石造りの重厚なアーチをくぐり抜けた先。
カフェテリアには、スパイスの効いた肉の匂いと、焦げたコーヒーの香りが充満していた。
丸天井の下、高い鼻梁と色素の薄い髪を持つ学生たちが、プラスチックのテーブルを囲んでノートを広げている。
飛び交う巻き舌の異国語。
少し前まではただのノイズだったその音の羅列も、今では意味を持つ言葉として鼓膜に届いていた。血を吐くような思いで単語帳を丸暗記した甲斐があったというものだ。
窓の向こう。
九月の乾いた風が、白樺の黄金色の葉を揺らしている。
短い秋の始まりを告げる、少し肌寒い外気。
それと対照的な、暖房の効いた室内のぬるい空気の中で、椅子の背もたれに体重を預けた。
「大学ってさァ、どこの国でもあんま変わんねぇのな」
テーブルに頬杖をつき、目の前で分厚い専門書を睨んでいる学生の群れを見やる。
隣で、マグカップに口をつけていた小さな肩が揺れた。
「ふふ、なにそれ。日本の大学、行ったことないでしょ」
鈴を転がすような笑い声。
つい先ほどまで、売店で流暢なロシア語を操っていた彼女が、鼻先をくすぐる甘い石鹸の香りと共に、紙袋をトレイの上にことりと置いた。
「これ、ピロシキ。お肉がいっぱい入ってるやつ」
「サンキュー」
紙袋を掴む。
一口かじると、サクッとした生地の中から、胡椒の効いた熱い肉汁が舌の上へ溢れ出した。
咀嚼し、飲み込む。
胃袋が内側からカッと熱を持つ。
マグカップの黒い液体を流し込む。
泥みたいに濃くて苦い。
顔をしかめると、隣から角砂糖が三つ、放り込まれた。
カチャリ、と陶器の底で甘い塊が溶ける音がする。
「……ねぇ。こんな寒い国まで追いかけてきて、本当はちょっと後悔してるでしょ?」
ふと、隣から落ちてきた声。
マグカップの縁をなぞる白い指先が、微かに止まっている。

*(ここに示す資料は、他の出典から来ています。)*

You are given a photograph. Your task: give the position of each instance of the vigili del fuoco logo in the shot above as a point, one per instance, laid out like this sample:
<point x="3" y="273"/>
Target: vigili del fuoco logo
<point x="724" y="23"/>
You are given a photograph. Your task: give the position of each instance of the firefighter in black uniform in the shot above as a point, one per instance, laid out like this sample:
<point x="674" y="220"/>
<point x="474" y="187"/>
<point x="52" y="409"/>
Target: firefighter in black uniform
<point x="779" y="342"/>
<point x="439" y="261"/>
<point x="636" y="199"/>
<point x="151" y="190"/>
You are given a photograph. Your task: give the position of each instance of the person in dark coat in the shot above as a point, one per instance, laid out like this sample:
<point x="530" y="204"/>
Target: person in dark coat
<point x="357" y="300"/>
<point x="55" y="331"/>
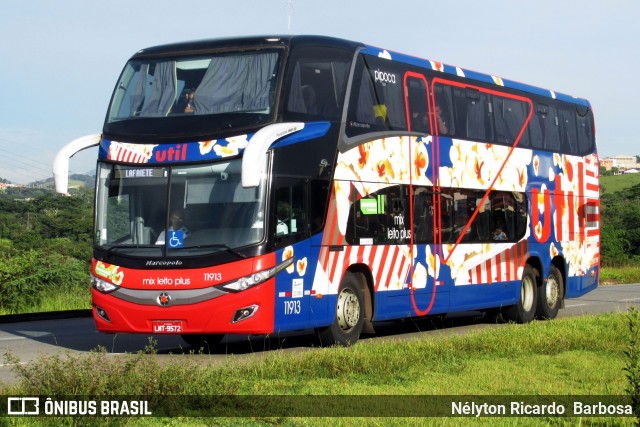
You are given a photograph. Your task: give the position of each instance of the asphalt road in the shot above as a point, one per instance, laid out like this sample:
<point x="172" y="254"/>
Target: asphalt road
<point x="28" y="340"/>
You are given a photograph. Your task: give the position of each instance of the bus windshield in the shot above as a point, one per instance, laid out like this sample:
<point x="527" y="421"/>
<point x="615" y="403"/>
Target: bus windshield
<point x="177" y="210"/>
<point x="215" y="92"/>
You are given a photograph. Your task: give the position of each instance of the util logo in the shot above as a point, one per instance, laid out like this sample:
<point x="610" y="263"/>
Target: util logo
<point x="171" y="154"/>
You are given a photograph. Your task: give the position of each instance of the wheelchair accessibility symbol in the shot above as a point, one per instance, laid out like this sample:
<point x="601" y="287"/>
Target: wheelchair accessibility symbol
<point x="176" y="239"/>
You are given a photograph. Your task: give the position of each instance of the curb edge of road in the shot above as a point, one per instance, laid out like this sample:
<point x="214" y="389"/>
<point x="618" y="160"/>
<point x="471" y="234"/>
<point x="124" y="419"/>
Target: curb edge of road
<point x="49" y="315"/>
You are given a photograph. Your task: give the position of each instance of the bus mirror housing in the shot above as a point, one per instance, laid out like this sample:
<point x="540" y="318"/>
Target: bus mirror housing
<point x="254" y="154"/>
<point x="61" y="161"/>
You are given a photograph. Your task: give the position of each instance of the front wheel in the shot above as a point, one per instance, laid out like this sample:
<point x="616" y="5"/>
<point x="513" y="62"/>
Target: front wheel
<point x="349" y="319"/>
<point x="525" y="309"/>
<point x="550" y="295"/>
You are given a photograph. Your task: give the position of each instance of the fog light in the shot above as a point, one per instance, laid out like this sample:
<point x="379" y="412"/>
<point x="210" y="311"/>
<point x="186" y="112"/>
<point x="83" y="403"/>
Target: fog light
<point x="244" y="313"/>
<point x="103" y="314"/>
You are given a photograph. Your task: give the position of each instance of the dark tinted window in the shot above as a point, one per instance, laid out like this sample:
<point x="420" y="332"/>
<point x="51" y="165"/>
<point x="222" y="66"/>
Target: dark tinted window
<point x="377" y="98"/>
<point x="317" y="82"/>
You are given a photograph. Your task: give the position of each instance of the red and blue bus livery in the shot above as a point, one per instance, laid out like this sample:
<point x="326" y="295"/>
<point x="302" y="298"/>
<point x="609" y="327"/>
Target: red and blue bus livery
<point x="262" y="185"/>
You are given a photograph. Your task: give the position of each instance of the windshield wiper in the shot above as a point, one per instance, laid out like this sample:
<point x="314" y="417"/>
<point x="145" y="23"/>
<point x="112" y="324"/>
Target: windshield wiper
<point x="111" y="249"/>
<point x="218" y="245"/>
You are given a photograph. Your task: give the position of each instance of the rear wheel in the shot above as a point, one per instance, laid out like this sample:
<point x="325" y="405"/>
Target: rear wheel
<point x="550" y="295"/>
<point x="205" y="341"/>
<point x="349" y="320"/>
<point x="525" y="309"/>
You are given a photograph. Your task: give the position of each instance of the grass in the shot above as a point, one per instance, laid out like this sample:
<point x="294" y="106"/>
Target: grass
<point x="571" y="356"/>
<point x="611" y="184"/>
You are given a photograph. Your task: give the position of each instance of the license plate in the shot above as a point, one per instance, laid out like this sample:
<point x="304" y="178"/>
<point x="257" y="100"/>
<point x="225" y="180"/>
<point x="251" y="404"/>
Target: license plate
<point x="167" y="326"/>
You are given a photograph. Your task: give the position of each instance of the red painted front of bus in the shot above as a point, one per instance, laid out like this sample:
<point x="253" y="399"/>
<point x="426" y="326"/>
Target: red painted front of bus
<point x="162" y="301"/>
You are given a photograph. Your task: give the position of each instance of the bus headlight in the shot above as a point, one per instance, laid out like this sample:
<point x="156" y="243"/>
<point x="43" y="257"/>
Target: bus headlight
<point x="102" y="285"/>
<point x="254" y="279"/>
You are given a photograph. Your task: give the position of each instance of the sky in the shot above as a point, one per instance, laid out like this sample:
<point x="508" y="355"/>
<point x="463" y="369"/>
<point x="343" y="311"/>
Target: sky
<point x="59" y="60"/>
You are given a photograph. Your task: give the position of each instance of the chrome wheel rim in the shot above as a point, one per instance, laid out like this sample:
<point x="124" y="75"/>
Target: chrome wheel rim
<point x="348" y="310"/>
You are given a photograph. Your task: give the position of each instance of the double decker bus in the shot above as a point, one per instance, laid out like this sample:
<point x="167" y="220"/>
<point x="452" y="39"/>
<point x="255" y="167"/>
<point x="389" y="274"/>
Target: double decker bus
<point x="268" y="184"/>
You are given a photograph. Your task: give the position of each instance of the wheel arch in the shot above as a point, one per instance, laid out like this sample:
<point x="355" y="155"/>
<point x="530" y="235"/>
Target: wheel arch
<point x="363" y="273"/>
<point x="559" y="263"/>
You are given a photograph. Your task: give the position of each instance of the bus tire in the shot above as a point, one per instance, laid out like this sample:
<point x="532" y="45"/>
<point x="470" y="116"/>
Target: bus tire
<point x="203" y="341"/>
<point x="524" y="310"/>
<point x="349" y="319"/>
<point x="550" y="295"/>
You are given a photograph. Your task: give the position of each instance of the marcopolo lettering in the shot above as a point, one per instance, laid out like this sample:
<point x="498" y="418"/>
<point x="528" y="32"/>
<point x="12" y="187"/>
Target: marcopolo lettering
<point x="384" y="77"/>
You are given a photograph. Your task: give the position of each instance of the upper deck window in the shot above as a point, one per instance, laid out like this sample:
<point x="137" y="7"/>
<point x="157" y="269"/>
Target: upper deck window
<point x="162" y="96"/>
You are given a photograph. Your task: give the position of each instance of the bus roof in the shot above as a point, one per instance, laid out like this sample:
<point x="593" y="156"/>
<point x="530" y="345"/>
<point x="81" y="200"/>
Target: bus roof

からかうような響きとは裏腹に、長い睫毛が伏せられ、顔に落ちる影が少しだけ濃くなった。
「まーだそんなこと言ってんのかよ」
乱暴に手を伸ばし、隣の小さな頭をわしづかみにした。
そのまま、紫の混じった黒髪をぐしゃぐしゃと乱雑に撫で回す。
「わーっ、ちょっと、痛い、痛いよ!」
首をすくめて抗議する声。そこに怯えや悲壮感は微塵もない。
「後悔なんかするわけねぇだろ」
手を離す。
ひどく乱れた前髪の隙間から、潤んだ翡翠の瞳がこちらを見上げていた。
「どこに居ようが関係ねえよ。……俺は、今のこの生活が気に入ってんだからよ」
その言葉に、彼女の唇がゆっくりと弧を描く。
誰よりも綺麗で、どうしようもなく穏やかな笑顔。
「……ふふっ。デンジ君は、本当に変わらないね」
「当たり前だろ、一生変わんねぇよ」
角砂糖が完全に溶け切ったコーヒーを、最後の一滴まで飲み干す。
テーブルの下で、小さな手が伸びてきた。
無言で指を絡ませる。
少し冷たい指先が、掌の熱を吸ってじんわりと温かくなっていく。
どんなに外の世界が冷え切ろうとも、この繋いだ手から伝わってくる脈拍の熱だけは、決して奪われることはない。
果てしなく続く異国の秋空の下で、ここだけが、俺たちの帰る場所だった。